Jantung Wulan terasa nyaris meloncat saat benda hangat itu perlahan bergerak mengundangnya untuk ikut menyambut tautan bibir mereka. Dan saat Wulan membalas ciuman itu dengan ragu-ragu karena ia tak pernah melakukannya sebelumnya, Bhagas seketika menyambutnya dengan suka cita. Pria itu mencecap apa yang ada di hadapannya. Memberikan pengalaman paling menyenangkan yang belum pernah sekalipun Wulan rasakan.

Wulan terbang, melayang bersama bintang yang bertebaran di atas kepalanya. Tanpa ragu ia membalas dekapan erat Bhagas. Merasakan kehangatan yang diberikan pria itu pada dirinya. Membalas setiap ciuman-ciuman manis pria itu yang benar-benar membuat Wulan gila dan tak ingin melepasnya meskipun barang sedetik saja.

"Kamu benar-benar luar biasa, Lan." Suara serak Bhagas terdengar di sela-sela ciuman mereka yang semakin panas menggebu namun Wulan mengabaikannya. Yang ada di kepalanya saat ini adalah bagaimana indahnya ciuman Bhagas. Sentuhan pria itu benar-benar membuatnya mabuk dan yang lebih mengerikan ia bahkan tak rela saat akhirnya pria itu melepas tautan bibir mereka. Ia masih menginginkan pria itu lagi. Menginginkan pelukan hangatnya saat pria itu mendekap erat ketika memperdalam ciumannya. Pasti Wulan sudah benar-benar gila.

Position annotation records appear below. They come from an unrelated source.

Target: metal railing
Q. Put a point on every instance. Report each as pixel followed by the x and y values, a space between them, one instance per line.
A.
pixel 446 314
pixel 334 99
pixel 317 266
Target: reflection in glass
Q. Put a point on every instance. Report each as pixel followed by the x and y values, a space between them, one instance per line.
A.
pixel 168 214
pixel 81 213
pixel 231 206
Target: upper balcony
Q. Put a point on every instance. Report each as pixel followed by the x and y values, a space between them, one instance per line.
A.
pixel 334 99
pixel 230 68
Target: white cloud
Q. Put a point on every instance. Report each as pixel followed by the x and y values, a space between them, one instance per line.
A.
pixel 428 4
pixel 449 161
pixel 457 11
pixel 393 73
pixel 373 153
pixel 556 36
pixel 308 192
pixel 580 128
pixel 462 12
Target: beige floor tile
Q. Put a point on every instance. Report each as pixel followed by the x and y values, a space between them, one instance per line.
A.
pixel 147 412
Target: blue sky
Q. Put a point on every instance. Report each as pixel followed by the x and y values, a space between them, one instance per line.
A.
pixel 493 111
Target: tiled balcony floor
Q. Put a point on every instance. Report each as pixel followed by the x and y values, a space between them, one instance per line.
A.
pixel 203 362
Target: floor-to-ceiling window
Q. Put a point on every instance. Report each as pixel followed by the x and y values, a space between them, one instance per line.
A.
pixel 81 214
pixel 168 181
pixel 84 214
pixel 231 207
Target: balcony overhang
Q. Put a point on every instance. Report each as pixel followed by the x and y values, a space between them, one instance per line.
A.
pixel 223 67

"Sudah begitu lama aku menginginkan ini. Mendekapmu, merasakan kehadiranmu di dekatku." Bhagas berucap setelah melepas tautan bibir mereka namun lengan-lengannya masih membelit tubuh Wulan di hadapannya.

"A.. a..., aku...," Wulan bingung harus mengatakan apa.

"Sttt...," Bhagas menyentuhkan telunjuknya dibibir Wulan agar gadis itu tak berbicara.

"Berjanjilah untuk hanya menjadi milikku selamanya."

Wulan membelalak. Apa yang pria itu katakan? Menjadi miliknya? Apa maksud dari perkataannya?